Economics/Business

Private administration characteristics and examples

Private administration is the activity that takes place in any for-profit organization (corporation or company), related to the internal rules of operation.

Administration refers to the management of organizations in general, so that they can efficiently achieve the proposed objectives. This can be interpreted based on two different criteria: the formal, which corresponds to the simple presence of a regulatory entity, and the material, which refers to an administrative activity, where the fulfillment of the stipulated mission must be ensured.

Private companies make up the private sector of a nation‘s economy. In general, they operate in economic systems as their main pedestal, which is why they require excellent management to be able to compete and progress.

Private administration is responsible for a large number of activities, generally related to business and business carried out by the company. This means having to carry out a set of organizational activities, where a previously determined line of action predominates.

Characteristics of private administration

– Serves the management of a company, institution or non-governmental organization.

– It is an individualistic system.

– The most authoritative member is the director or manager.

– Its legal regime is based on the principles of Private Law and on the laws in general.

– Get income, benefits and earnings.

Private administration has a number of advantages, such as the absence of many government regulations or government-related entities, except in certain cases where the law is violated in some way or that certain procedures must be followed in relation to certain matters.

It is common for all the people involved to have a specific objective, usually obtaining monetary remuneration.

Resources

As theorist Henry Fayol has indicated, private administration can be conceptually described as the direction of a company or organization. The functions of this administration are performed within the company and not in the external environment. Therefore, it does not deal with competitors or customers.

One of the main functions of the private administration is to take care of the employees in order to improve their performance. A company’s workers need to be directed and guided, as well as requiring motivation and training. These are occupations of the private administration.

In case of any discrepancy between employees, try to resolve the issue. By maintaining the team’s fortune, it will significantly improve the productive performance of each of them, thus being a profit for everyone.

In addition, the private administration is concerned with meeting the company’s objectives, in addition to its planning and profitability.

general process

Private administration needs a process divided into several parts. These do not act independently, but are related to each other. These are:

– Planning of objectives and goals.

– Organization to achieve objectives.

Management of activities and work team.

– Coordination to achieve the objectives.

– Control over planned activities.

While planning is carried out by the entire work team, the decisions that are ultimately made are made by the manager.

Differences between public and private administration

Public administration differs from private administration in several topics, some of which are:

– Private administration is based on private regulations and individualistic interest, while public administration is part of public legislation and is a social system.

– Private administration respects the decisions of administrators and its activity is favored by economic income. On the other hand, the public administration is composed of a group of people who make decisions and do not generate profit with the activity they carry out.

Examples

Values

In private administration, the company’s profit is more valued. The first concern you have is business survival and economic success.
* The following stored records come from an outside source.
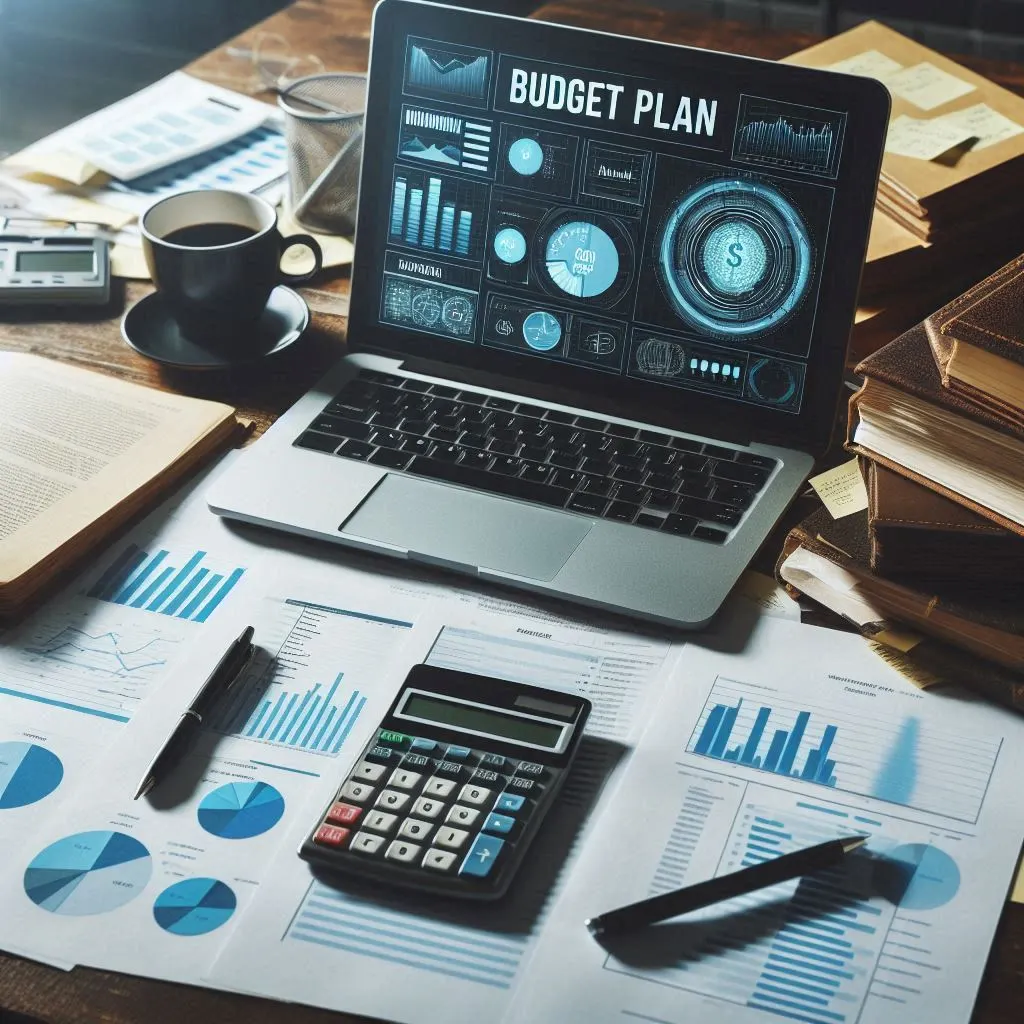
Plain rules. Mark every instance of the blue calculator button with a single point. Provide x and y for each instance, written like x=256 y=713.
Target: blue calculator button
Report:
x=481 y=856
x=500 y=823
x=509 y=803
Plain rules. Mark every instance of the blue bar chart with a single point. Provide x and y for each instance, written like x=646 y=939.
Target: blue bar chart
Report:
x=187 y=589
x=841 y=745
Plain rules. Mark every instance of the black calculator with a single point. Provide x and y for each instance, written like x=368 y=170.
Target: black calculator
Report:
x=451 y=790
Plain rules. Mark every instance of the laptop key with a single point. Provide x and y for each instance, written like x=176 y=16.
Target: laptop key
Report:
x=390 y=458
x=622 y=511
x=588 y=504
x=355 y=450
x=317 y=442
x=710 y=534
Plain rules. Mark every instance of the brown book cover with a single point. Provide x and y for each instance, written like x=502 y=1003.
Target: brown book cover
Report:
x=916 y=534
x=963 y=636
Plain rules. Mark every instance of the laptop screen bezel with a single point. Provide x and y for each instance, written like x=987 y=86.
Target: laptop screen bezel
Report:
x=866 y=103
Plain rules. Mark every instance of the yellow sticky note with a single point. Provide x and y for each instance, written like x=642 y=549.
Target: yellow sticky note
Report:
x=924 y=138
x=927 y=86
x=842 y=489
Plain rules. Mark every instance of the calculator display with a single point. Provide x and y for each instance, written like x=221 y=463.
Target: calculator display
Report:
x=55 y=261
x=487 y=721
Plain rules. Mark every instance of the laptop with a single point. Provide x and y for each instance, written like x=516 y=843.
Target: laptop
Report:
x=600 y=304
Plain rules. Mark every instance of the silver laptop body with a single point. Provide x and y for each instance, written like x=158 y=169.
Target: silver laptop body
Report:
x=578 y=392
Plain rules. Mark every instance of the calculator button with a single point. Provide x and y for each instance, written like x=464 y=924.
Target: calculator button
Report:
x=437 y=786
x=427 y=808
x=454 y=839
x=439 y=860
x=502 y=824
x=414 y=828
x=366 y=772
x=460 y=815
x=343 y=814
x=366 y=843
x=415 y=761
x=474 y=795
x=404 y=853
x=380 y=821
x=392 y=800
x=509 y=803
x=481 y=856
x=331 y=836
x=359 y=792
x=403 y=779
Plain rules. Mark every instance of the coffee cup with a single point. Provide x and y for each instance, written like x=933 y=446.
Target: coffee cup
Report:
x=215 y=257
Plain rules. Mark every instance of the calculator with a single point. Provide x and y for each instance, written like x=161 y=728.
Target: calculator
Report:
x=453 y=785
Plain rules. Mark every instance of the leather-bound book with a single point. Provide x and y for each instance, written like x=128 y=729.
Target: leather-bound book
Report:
x=916 y=535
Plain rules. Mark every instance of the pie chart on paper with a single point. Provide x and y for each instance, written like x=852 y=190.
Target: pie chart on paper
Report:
x=88 y=872
x=241 y=810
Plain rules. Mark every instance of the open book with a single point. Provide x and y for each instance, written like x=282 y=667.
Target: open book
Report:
x=81 y=453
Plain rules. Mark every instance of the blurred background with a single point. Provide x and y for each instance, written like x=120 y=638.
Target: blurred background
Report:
x=60 y=59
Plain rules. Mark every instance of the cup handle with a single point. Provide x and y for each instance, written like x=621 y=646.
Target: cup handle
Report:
x=313 y=246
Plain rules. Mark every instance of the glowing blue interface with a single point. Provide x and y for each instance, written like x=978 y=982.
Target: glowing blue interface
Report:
x=667 y=231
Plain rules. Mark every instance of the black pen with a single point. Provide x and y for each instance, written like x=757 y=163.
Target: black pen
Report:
x=749 y=880
x=220 y=680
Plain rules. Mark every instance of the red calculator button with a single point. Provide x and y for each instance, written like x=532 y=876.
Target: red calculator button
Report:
x=343 y=814
x=332 y=836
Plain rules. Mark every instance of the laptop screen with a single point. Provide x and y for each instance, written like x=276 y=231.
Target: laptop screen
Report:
x=624 y=217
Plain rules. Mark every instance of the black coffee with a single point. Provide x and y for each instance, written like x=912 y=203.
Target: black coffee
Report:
x=202 y=236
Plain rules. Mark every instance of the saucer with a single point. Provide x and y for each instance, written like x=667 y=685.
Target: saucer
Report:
x=153 y=332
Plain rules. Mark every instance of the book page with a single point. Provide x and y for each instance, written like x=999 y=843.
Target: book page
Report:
x=75 y=444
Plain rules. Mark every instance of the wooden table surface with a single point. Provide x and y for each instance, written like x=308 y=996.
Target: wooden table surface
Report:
x=338 y=31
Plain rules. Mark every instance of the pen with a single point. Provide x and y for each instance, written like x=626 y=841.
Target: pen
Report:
x=220 y=680
x=749 y=880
Public administration values ​​the public interest, public needs and political commitment. Their main concern is the general welfare of society.

Goals

It is easy for the private administration manager to set goals and measure success because goals can be set and measured based on earnings.

For example, the manager of a notebook factory sets a quarterly cost-cutting goal to maximize profit. To do this, use a cheaper ink supplier and purchase a state-of-the-art conveyor.
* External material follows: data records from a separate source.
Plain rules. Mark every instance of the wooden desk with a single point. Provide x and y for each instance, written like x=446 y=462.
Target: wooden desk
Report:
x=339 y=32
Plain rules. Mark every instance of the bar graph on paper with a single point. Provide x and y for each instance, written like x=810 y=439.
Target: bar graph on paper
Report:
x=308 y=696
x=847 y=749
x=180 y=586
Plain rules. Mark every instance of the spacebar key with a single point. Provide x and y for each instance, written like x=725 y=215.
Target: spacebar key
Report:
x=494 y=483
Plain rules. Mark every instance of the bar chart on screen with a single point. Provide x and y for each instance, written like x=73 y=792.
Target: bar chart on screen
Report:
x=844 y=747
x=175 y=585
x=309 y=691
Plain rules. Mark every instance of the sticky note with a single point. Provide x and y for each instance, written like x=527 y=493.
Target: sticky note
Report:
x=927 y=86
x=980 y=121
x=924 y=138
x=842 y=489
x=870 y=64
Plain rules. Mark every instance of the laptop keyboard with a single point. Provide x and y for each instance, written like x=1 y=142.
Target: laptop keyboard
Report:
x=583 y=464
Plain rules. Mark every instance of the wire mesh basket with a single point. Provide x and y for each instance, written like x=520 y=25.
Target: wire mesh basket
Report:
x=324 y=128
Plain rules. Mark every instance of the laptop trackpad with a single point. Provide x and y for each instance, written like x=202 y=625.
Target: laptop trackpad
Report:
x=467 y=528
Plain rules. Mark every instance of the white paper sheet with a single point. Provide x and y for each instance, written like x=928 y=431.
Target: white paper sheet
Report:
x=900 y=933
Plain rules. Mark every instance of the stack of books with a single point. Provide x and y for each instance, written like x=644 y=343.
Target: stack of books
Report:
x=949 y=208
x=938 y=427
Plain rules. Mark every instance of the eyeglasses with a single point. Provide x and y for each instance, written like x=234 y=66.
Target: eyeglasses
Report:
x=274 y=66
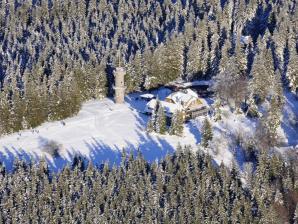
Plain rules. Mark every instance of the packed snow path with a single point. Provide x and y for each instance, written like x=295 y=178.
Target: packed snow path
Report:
x=100 y=132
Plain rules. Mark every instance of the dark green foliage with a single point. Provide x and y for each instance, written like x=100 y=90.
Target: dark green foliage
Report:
x=182 y=188
x=157 y=122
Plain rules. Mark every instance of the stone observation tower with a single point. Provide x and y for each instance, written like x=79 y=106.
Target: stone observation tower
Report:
x=119 y=85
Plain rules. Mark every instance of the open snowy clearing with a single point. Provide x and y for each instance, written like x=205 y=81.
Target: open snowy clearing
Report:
x=102 y=129
x=99 y=132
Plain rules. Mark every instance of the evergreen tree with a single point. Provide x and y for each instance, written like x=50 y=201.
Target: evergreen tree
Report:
x=292 y=72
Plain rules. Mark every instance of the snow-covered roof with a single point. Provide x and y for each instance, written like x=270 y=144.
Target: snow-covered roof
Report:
x=245 y=39
x=183 y=84
x=169 y=108
x=183 y=98
x=147 y=96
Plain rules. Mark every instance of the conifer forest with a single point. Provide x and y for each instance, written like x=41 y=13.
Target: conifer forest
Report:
x=58 y=55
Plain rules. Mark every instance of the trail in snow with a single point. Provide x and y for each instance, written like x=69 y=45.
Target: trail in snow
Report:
x=99 y=132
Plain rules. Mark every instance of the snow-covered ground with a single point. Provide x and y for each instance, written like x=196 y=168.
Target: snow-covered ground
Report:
x=103 y=129
x=99 y=132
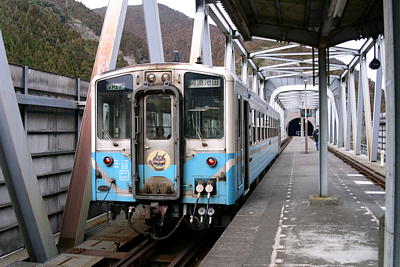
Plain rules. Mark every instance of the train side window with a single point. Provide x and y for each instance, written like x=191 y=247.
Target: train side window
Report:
x=259 y=126
x=254 y=127
x=263 y=124
x=114 y=108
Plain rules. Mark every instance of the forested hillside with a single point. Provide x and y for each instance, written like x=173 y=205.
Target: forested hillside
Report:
x=61 y=36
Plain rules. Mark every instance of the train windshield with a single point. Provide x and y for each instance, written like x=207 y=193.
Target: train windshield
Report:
x=113 y=107
x=204 y=106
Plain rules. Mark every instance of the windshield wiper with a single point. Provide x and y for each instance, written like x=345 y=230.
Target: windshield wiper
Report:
x=198 y=132
x=109 y=137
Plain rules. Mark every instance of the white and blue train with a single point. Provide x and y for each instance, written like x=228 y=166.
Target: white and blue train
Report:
x=183 y=140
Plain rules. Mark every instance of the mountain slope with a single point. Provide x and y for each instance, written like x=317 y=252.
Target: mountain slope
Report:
x=176 y=29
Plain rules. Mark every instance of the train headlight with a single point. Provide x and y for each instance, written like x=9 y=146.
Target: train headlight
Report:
x=151 y=78
x=199 y=187
x=165 y=77
x=108 y=161
x=212 y=162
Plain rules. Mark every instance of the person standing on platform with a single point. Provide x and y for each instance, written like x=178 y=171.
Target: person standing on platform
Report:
x=316 y=137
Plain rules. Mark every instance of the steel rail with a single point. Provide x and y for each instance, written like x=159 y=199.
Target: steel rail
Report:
x=369 y=173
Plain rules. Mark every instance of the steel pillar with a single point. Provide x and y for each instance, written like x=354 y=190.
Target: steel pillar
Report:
x=342 y=112
x=245 y=75
x=229 y=54
x=201 y=42
x=17 y=167
x=391 y=9
x=360 y=111
x=153 y=31
x=377 y=105
x=329 y=121
x=255 y=81
x=78 y=198
x=323 y=123
x=367 y=105
x=352 y=110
In public administration, a presidential decree can set the goal of reducing poverty, with the task of reducing “apathy”. Many programs are designed for this purpose, with their own goals, agendas and facilitators.

For the public administrator, objectives are abstract, generalized and difficult to measure. This is because the objectives span a much broader jurisdiction than just one company.

Responsibility

Private administration operates without public sector controls. While employers do not entirely escape public scrutiny, they are only responsible for a small group of shareholders and employees. Therefore, they can just focus on maximizing the end result.

In public agencies, managers must be accountable to many more people, always under public scrutiny.

crisis management

When the 2008 financial crisis began, companies around the world took a significant hit. However, while private companies could decide to cut costs and lay off employees in order to survive, the public administration faced the resulting socio-economic consequences.

Private companies are exposed only to pressure from stakeholders across the communities in which they operate. They must deal only with governments and unions, as well as their customers.

However, as a result of their broad social mandate, public bodies are less isolated from external events.

Leadership

Franklin Delano Roosevelt served for over 12 years as President of the United States. On the other hand, Leslie Wexner is the longest-serving CEO of the Fortune 500, managing L Brands for 56 years.

This is because political processes ensure that leadership in public administration changes with some frequency, whereas in private administration managers can remain in leadership positions for an indefinite number of years.

In many cases, a public manager may have great responsibility with very little authority. On the other hand, in private administration, it is people with a lot of responsibility who also make decisions.